Jusqu'à 800,000 km2 de terres sont affectées par l'activité minière à l'échelle mondiale. Alors que l'exploitation des carrières et des mines à ciel ouvert est et restera d'une grande importance économique, l'exploitation des carrières entraîne une perturbation des sols, la destruction des habitats et de grands lacs de mine peut entraîner une perte par évaporation des eaux souterraines. Différent récupération technique les approches comprennent la couverture de la carrière avec de la terre végétale fertile, puis l'ensemencement avec des mélanges de semences.
Une étude menée par Tanel Vahter, doctorant à la Laboratoire d'écologie végétale à l'Université de Tartu (Estonie) et son superviseur par Dr Maarja Öpik, a cherché à savoir si la co-introduction de champignons mycorhiziens arbusculaires (AM) indigènes avec des plantes indigènes stimule la restauration de la biodiversité. Vahter et ses collègues de Suède et d'Arabie saoudite ont découvert que la disponibilité de champignons AM symbiotiques entraînait une plus grande richesse, diversité et abondance de plantes. Le Dr Maarja Öpik était le principal scientifique qui a établi le Base de données en ligne MaarjAM de champignons mycorhiziens à arbuscules.

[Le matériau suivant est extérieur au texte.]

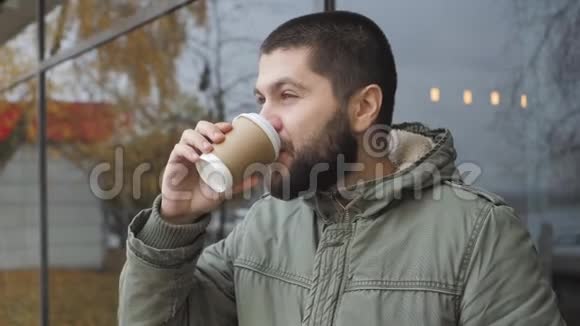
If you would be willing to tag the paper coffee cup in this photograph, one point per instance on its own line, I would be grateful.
(252, 140)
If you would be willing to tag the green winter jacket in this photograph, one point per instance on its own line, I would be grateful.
(418, 247)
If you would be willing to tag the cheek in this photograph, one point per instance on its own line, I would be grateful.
(303, 123)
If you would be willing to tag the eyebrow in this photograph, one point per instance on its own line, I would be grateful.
(281, 82)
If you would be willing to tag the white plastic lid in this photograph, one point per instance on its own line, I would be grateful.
(268, 129)
(214, 172)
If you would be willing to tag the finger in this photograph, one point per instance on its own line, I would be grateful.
(196, 140)
(210, 131)
(183, 152)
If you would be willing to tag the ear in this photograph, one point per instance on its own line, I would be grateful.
(365, 107)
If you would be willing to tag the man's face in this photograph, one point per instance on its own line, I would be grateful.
(315, 129)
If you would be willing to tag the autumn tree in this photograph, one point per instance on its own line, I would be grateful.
(546, 132)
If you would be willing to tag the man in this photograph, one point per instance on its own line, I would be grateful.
(351, 232)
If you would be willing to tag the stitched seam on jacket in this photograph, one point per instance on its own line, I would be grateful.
(347, 271)
(475, 233)
(401, 288)
(271, 269)
(272, 273)
(402, 284)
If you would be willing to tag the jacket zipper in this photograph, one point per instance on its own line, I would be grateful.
(345, 216)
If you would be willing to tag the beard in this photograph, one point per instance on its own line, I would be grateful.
(316, 167)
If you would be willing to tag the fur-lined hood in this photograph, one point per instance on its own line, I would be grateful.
(424, 157)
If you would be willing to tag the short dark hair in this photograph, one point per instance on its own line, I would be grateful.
(347, 48)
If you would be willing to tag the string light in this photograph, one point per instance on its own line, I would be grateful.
(494, 98)
(467, 97)
(524, 101)
(435, 94)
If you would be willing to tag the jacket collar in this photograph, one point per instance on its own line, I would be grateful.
(424, 157)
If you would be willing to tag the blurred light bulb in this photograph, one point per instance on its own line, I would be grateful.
(435, 94)
(467, 97)
(524, 101)
(494, 98)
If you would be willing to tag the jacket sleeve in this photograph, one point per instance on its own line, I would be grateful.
(169, 279)
(504, 281)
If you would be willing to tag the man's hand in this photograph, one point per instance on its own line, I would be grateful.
(185, 197)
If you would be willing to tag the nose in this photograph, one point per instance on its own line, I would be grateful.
(275, 121)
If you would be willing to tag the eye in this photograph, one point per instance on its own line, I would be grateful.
(288, 95)
(260, 100)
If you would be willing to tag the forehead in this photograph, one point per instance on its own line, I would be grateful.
(285, 64)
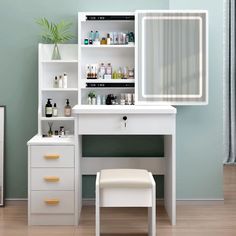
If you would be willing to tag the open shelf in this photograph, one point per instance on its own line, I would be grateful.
(108, 80)
(59, 61)
(108, 88)
(60, 89)
(109, 46)
(57, 118)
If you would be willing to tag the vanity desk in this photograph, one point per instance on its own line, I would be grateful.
(166, 55)
(131, 120)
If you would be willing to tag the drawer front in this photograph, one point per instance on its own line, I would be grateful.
(52, 202)
(52, 156)
(52, 178)
(134, 124)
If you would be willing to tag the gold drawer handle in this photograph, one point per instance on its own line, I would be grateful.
(51, 178)
(52, 202)
(52, 156)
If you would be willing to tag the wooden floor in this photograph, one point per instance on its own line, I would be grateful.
(205, 220)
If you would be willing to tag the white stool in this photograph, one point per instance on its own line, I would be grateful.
(126, 188)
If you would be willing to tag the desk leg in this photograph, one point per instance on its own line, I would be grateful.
(170, 177)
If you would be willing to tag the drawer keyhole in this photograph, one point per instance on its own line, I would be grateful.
(125, 120)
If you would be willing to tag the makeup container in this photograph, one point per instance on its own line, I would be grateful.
(108, 39)
(111, 37)
(115, 38)
(55, 82)
(65, 80)
(60, 83)
(86, 41)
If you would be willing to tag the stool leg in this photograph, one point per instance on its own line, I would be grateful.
(152, 214)
(151, 221)
(97, 209)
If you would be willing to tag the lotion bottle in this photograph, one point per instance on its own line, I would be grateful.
(65, 80)
(48, 108)
(54, 110)
(67, 109)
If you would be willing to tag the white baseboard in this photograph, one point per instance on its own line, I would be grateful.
(202, 201)
(159, 202)
(179, 202)
(16, 199)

Vahter et ses collègues ont mis en place des parcelles expérimentales dans trois carrières de schiste bitumineux après l'exploitation minière en Estonie pendant deux ans. Tout d'abord, ils ont collecté du «sol cible» contenant le biote du sol local d'un site minier restauré vieux de 50 ans et ajouté de la terre de jardinage. Pour « piéger la culture » des champignons AM, un mélange de trois espèces de graminées indigènes et de 11 espèces de plantes herbacées indigènes a été cultivé pendant 18 semaines sur le mélange de sol. Après un mois de conditions hivernales pour permettre la vernalisation des champignons, les scientifiques ont prélevé la biomasse végétale aérienne et mis en place des expérimentations au champ avec cet inoculum du sol.
Les chercheurs ont appliqué soit de l'inoculum de sol uniquement, soit des graines de plantes uniquement, soit de l'inoculum de sol et des graines de plantes, soit rien sur les parcelles individuelles de 2 mx 2 m et ont paillé le dessus avec une fine couche de pailles. La richesse végétale a été comptée et la richesse fongique AM a été calculée à partir du séquençage de l'ADN du sol. L'analyse des biomarqueurs d'acides gras du sol a quantifié la biomasse fongique totale, bactérienne et fongique AM dans les échantillons de sol.

Les parcelles qui ont reçu à la fois l'inoculum du sol et le mélange de graines ont la plus grande richesse en plantes et en champignons AM sur les trois sites. Au cours de la première et de la deuxième année, 34 et 49 espèces végétales ont poussé respectivement et la moitié des champignons AM du sol appartenaient aux genres Glomus et Claroïdéoglome. Alors que la composition de la communauté fongique AM ne différait pas beaucoup entre les traitements, la composition de la communauté végétale l'était.
"Nous avons observé un effet clair des introductions de champignons AM et de propagules végétales, la cointroduction de plantes et de champignons symbiotiques augmentant la diversité et l'abondance des deux groupes plus que l'introduction de l'un ou l'autre groupe seul", ont expliqué Vahter et ses collègues. "[L]a disponibilité des graines de plantes (limitation de la dispersion) plutôt que l'établissement des semis (limitation de l'établissement) limite initialement la récupération de la végétation sur ces sites post-mineurs."
"L'ordre d'arrivée des partenaires symbiotiques dans les nouvelles parcelles d'habitat peut être important, le scénario" plantes arrivant en premier "potentiellement plus bénéfique pour la récupération de la végétation que" champignons AM arrivant en premier "en raison du nombre limité de germinations fongiques possibles pour un seul spore sans contact racinaire réussi », ont expliqué Vahter et ses collègues.
Cette étude montre à quel point les organismes du sol sont importants pour la restauration des carrières et comment cela pourrait être appliqué à l'avenir. Rien qu'en Chine, la consommation moyenne de calcaire utilisé pour produire du ciment a dépassé 2.5 milliards de tonnes par an entre 2010-2016, de nouvelles idées de restauration des terres pour les zones post-minières sont indispensables.